NSA Surveillance Database: Backdoor to a National Gun Registry?
Article audio sponsored by The John Birch Society

A large group of mostly Democratic U.S. senators penned a letter to National Intelligence Director James Clapper (shown) asking if the NSA had created a national gun registry by keeping all electronic business transactions in a permanent database. And the NSA just might have done this, contrary to existing law.

The 26 senators stated in the June 27 letter penned by Ron Wyden’s office:

We are troubled by the possibility of this bulk collection authority being applied to other categories of records. The PATRIOT Act’s business records authority is very broad in its scope. It can be used to collect information on credit card purchases, pharmacy records, library records, firearm sales records, financial information, and a range of other sensitive subjects. And the bulk collection authority could potentially be used to supersede bans on maintaining gun owner databases, or laws protecting the privacy of medical records, financial records, and records of book and movie purchases.

Additionally, the letter sought to get confirmation of details regarding dubious NSA claims that surveillance helped thwart a number of terrorist attacks on the United States: 

We have now heard about a few cases in which these bulk phone records provided some information that was relevant to investigators, but we would like a full explanation of whether or not the records that were actually useful could have been obtained directly from the appropriate phone companies in an equally expeditious manner using either a regular court order or an emergency authorization.

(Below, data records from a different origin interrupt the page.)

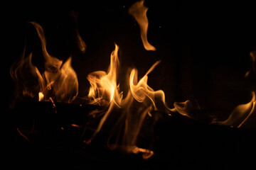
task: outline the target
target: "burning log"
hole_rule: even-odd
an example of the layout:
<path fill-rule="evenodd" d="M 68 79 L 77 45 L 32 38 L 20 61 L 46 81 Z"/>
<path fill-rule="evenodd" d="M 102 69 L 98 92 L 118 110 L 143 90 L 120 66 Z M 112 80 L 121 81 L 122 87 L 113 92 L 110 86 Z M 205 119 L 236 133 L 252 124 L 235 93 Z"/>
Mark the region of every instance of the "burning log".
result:
<path fill-rule="evenodd" d="M 97 123 L 95 127 L 90 123 L 88 125 L 90 128 L 87 126 L 86 132 L 81 135 L 90 120 L 88 113 L 104 108 L 92 105 L 55 104 L 57 113 L 50 102 L 38 101 L 17 102 L 9 113 L 7 119 L 11 123 L 9 125 L 9 132 L 11 132 L 9 136 L 15 135 L 16 140 L 8 146 L 13 147 L 18 144 L 14 149 L 14 154 L 21 155 L 22 152 L 29 154 L 19 157 L 19 161 L 26 162 L 26 159 L 31 159 L 34 162 L 32 164 L 47 162 L 49 164 L 46 164 L 50 165 L 50 162 L 56 167 L 64 169 L 95 169 L 102 167 L 100 164 L 117 169 L 119 164 L 116 164 L 117 161 L 134 169 L 143 166 L 161 169 L 166 166 L 174 169 L 198 166 L 204 169 L 249 166 L 256 151 L 255 129 L 208 125 L 178 114 L 170 117 L 157 112 L 154 115 L 158 115 L 159 119 L 153 127 L 152 135 L 154 156 L 144 160 L 139 152 L 143 150 L 140 151 L 139 147 L 134 148 L 132 154 L 123 152 L 121 145 L 116 145 L 114 150 L 107 147 L 109 132 L 106 130 L 100 132 L 91 143 L 84 142 L 87 135 L 93 133 L 97 127 Z M 151 120 L 149 117 L 144 121 L 138 137 L 139 147 L 146 145 L 145 143 L 149 141 L 146 130 Z M 17 128 L 19 132 L 15 130 Z M 26 135 L 31 142 L 19 132 Z M 97 162 L 97 165 L 94 162 Z"/>

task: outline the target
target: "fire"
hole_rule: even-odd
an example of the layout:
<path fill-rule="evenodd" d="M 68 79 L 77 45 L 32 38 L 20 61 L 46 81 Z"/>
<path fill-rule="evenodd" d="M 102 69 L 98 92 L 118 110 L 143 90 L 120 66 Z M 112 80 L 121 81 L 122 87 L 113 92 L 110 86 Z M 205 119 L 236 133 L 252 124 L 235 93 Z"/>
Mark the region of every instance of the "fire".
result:
<path fill-rule="evenodd" d="M 252 99 L 245 104 L 238 105 L 233 110 L 228 118 L 218 124 L 240 128 L 248 119 L 255 109 L 255 93 L 252 92 Z"/>
<path fill-rule="evenodd" d="M 127 80 L 129 89 L 127 96 L 123 98 L 123 92 L 119 91 L 119 85 L 117 82 L 119 66 L 117 55 L 118 50 L 119 47 L 115 45 L 115 49 L 110 56 L 110 64 L 107 72 L 97 71 L 89 74 L 87 76 L 87 79 L 90 84 L 88 93 L 88 98 L 91 98 L 90 103 L 108 107 L 91 140 L 100 131 L 107 119 L 112 118 L 112 113 L 113 110 L 116 111 L 116 109 L 118 108 L 121 110 L 120 119 L 114 127 L 119 126 L 118 124 L 122 122 L 120 120 L 124 120 L 123 122 L 125 125 L 122 143 L 127 146 L 127 152 L 134 152 L 134 149 L 130 149 L 130 148 L 134 148 L 136 145 L 137 138 L 146 115 L 147 114 L 151 115 L 152 110 L 159 109 L 156 104 L 156 100 L 161 101 L 165 108 L 169 110 L 174 111 L 175 109 L 170 109 L 166 106 L 163 91 L 155 91 L 147 84 L 148 74 L 160 63 L 160 61 L 153 64 L 139 81 L 137 70 L 136 69 L 132 70 L 129 74 L 129 79 Z M 136 109 L 133 109 L 133 108 L 136 108 Z M 91 113 L 94 117 L 102 113 L 102 111 Z M 140 149 L 143 150 L 142 149 Z M 149 152 L 145 152 L 149 154 Z"/>
<path fill-rule="evenodd" d="M 144 1 L 135 2 L 129 8 L 129 13 L 134 17 L 137 21 L 141 33 L 143 45 L 146 50 L 155 51 L 156 49 L 147 40 L 146 34 L 149 28 L 149 20 L 146 17 L 146 11 L 149 8 L 144 5 Z"/>
<path fill-rule="evenodd" d="M 103 71 L 97 71 L 88 74 L 87 79 L 91 85 L 88 97 L 93 98 L 90 103 L 97 103 L 106 106 L 112 100 L 114 101 L 117 97 L 120 98 L 119 94 L 115 94 L 115 93 L 118 93 L 117 84 L 119 69 L 118 50 L 119 47 L 115 45 L 115 49 L 111 54 L 110 65 L 107 73 Z"/>
<path fill-rule="evenodd" d="M 21 60 L 14 63 L 10 69 L 11 78 L 16 84 L 16 98 L 35 98 L 43 89 L 43 78 L 38 68 L 32 64 L 32 53 L 25 56 L 25 50 Z"/>
<path fill-rule="evenodd" d="M 78 94 L 78 81 L 75 72 L 71 67 L 71 57 L 63 64 L 63 61 L 50 56 L 46 50 L 46 39 L 43 28 L 37 23 L 31 22 L 37 30 L 42 45 L 45 59 L 45 72 L 41 74 L 31 62 L 32 53 L 25 57 L 25 50 L 21 60 L 11 68 L 11 75 L 17 83 L 17 91 L 23 96 L 38 96 L 38 101 L 48 101 L 54 96 L 57 101 L 70 103 Z M 27 74 L 31 75 L 28 77 Z M 23 78 L 26 76 L 26 79 Z M 28 82 L 36 81 L 35 86 Z"/>

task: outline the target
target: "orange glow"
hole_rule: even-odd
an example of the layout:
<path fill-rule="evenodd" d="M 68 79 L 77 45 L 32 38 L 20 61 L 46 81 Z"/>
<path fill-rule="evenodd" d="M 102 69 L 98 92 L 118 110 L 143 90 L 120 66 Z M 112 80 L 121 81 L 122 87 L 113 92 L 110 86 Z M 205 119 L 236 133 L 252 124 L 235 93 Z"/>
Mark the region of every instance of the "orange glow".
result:
<path fill-rule="evenodd" d="M 233 110 L 228 118 L 225 121 L 218 122 L 218 124 L 240 128 L 251 115 L 255 109 L 255 93 L 252 92 L 251 101 L 245 104 L 238 105 Z"/>
<path fill-rule="evenodd" d="M 25 56 L 25 51 L 21 60 L 11 67 L 10 74 L 16 84 L 16 98 L 34 98 L 43 89 L 43 78 L 37 67 L 32 64 L 32 53 Z"/>
<path fill-rule="evenodd" d="M 149 27 L 149 20 L 146 17 L 148 8 L 144 5 L 144 1 L 135 2 L 129 8 L 129 13 L 134 17 L 140 28 L 141 38 L 143 45 L 146 50 L 155 51 L 156 49 L 149 44 L 147 40 L 146 34 Z"/>
<path fill-rule="evenodd" d="M 39 101 L 48 100 L 53 93 L 57 101 L 71 102 L 78 94 L 78 81 L 71 66 L 71 57 L 63 64 L 63 61 L 50 56 L 46 50 L 46 39 L 43 28 L 37 23 L 31 23 L 37 30 L 45 59 L 43 79 L 40 79 L 43 86 L 42 91 L 39 92 Z"/>
<path fill-rule="evenodd" d="M 132 70 L 129 78 L 127 80 L 129 82 L 129 89 L 126 97 L 123 98 L 123 93 L 119 91 L 119 84 L 117 82 L 119 65 L 117 56 L 118 50 L 119 47 L 115 45 L 115 49 L 110 56 L 110 64 L 107 72 L 97 71 L 89 74 L 87 76 L 87 79 L 90 84 L 88 93 L 88 98 L 91 99 L 90 103 L 107 106 L 107 110 L 103 113 L 104 115 L 90 140 L 91 141 L 95 135 L 100 132 L 107 119 L 112 118 L 112 110 L 120 109 L 120 120 L 113 126 L 118 126 L 122 120 L 124 120 L 123 122 L 125 125 L 123 130 L 122 142 L 124 146 L 127 147 L 127 152 L 134 152 L 133 149 L 129 148 L 135 146 L 137 136 L 146 115 L 147 114 L 151 115 L 153 110 L 159 109 L 158 106 L 156 105 L 156 101 L 158 101 L 158 103 L 159 101 L 161 101 L 165 108 L 169 110 L 176 110 L 170 109 L 166 106 L 163 91 L 155 91 L 147 84 L 148 74 L 160 63 L 160 61 L 153 64 L 139 81 L 137 70 L 136 69 Z M 138 102 L 140 103 L 139 106 Z M 136 109 L 134 110 L 132 108 L 136 108 Z M 102 111 L 95 110 L 90 114 L 96 115 L 100 113 L 100 114 L 102 113 Z M 116 132 L 115 130 L 112 132 L 112 134 Z M 139 152 L 145 152 L 145 155 L 146 154 L 147 157 L 151 157 L 153 154 L 153 152 L 144 149 L 139 149 Z M 147 157 L 145 156 L 145 159 Z"/>

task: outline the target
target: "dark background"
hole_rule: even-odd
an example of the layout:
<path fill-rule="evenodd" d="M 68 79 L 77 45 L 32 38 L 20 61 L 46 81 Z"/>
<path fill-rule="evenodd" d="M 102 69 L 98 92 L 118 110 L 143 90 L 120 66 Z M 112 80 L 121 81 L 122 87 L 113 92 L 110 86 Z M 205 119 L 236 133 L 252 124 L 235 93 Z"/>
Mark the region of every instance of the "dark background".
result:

Wyden’s letter also asked several questions of Clapper about the origins of the program and how sweeping the data-mining of the American public is under the NSA’s programs. 

It’s hard to say if Wyden can reasonably expect an honest reply from Clapper. Wyden is a member of the Senate Select Committee on Intelligence, and was the victim of Clapper’s perjury before the committee on March 12, 2013, where Clapper flatly denied the NSA was data-mining the American public:

Sen. Wyden: What I wanted to see is if you could give me a yes or no answer to the question, does the NSA collect any type of data at all on millions or hundreds of millions of Americans?”

Director of National Intelligence James Clapper: “No, sir.”

Wyden: “It does not?”

Clapper: “Not wittingly. There are cases where they could inadvertently perhaps collect, but not wittingly.”

Wyden: “Thank you. I’ll have additional questions to give you in writing on that point, but I thank you for the answer.”

The revelations by former NSA whistleblower Edward Snowden revealed Clapper’s statement to be a boldfaced lie. Clapper later engaged in damage control on his lie by calling his response to Wyden the “least untruthful manner by saying no” in a June 9 interview with Andrea Mitchell of NBC News.

Of course, Clapper had been under oath to tell the truth — the whole truth — to senators, not to tell the “least untruthful” lie. Clapper’s admission he had lied under oath prompted some congressmen to call for his resignation. Congressman Justin Amash (R-Mich.) was one of the first. “Perjury is a serious crime,” Amash tweeted, adding, “Mr. Clapper should resign immediately.” The chairman of the Republican Liberty Caucus continued: “It now appears clear that the director of national intelligence, James Clapper, lied under oath to Congress and the American people.” Senator Rand Paul (R-Ky.) also claimed Clapper “lied.” 

Amash noted in a subsequent tweet that ordinary Americans would be prosecuted for lying to Congress. “*You* would be sent to prison, but DNI Clapper just has to write a nice apology note when he lies under oath.” Indeed, Congress prosecuted baseball great Roger Clemens for allegedly lying about steroid use under oath in a congressional hearing. (Clemens was eventually acquitted by a jury on all six counts of perjury.) Of course, steroid use among professional baseball players is a far less serious public issue than spying on all Americans without a warrant and ignoring the unequivocal requirement for a warrant and probable cause under the Fourth Amendment to the U.S. Constitution

The collection of a wide array of data on innocent American people has led to questions about how government will use — or misuse — the information. Clearly, the Edward Snowden revelations demonstrate that government agencies, such as the NSA, with access to such information cannot keep it from the public indefinitely. Indeed, even CIA Director John Brennan has been unable to enforce secrecy at the Central Intelligence Agency. Brennan wrote a memorandum distributed to agency personnel asking staff to “reinforce our corporate culture of secrecy,” in recent weeks. But the memo itself was leaked to the Associated Press.  

Clearly, there’s ample reason for even the innocent to fear from extra-constitutional, warrantless surveillance programs, both from official misuse along the lines of the IRS scandal, as well as unauthorized misuse in the form of rogue intelligence agents who take the agency’s information for personal gain or revenge against perceived rivals.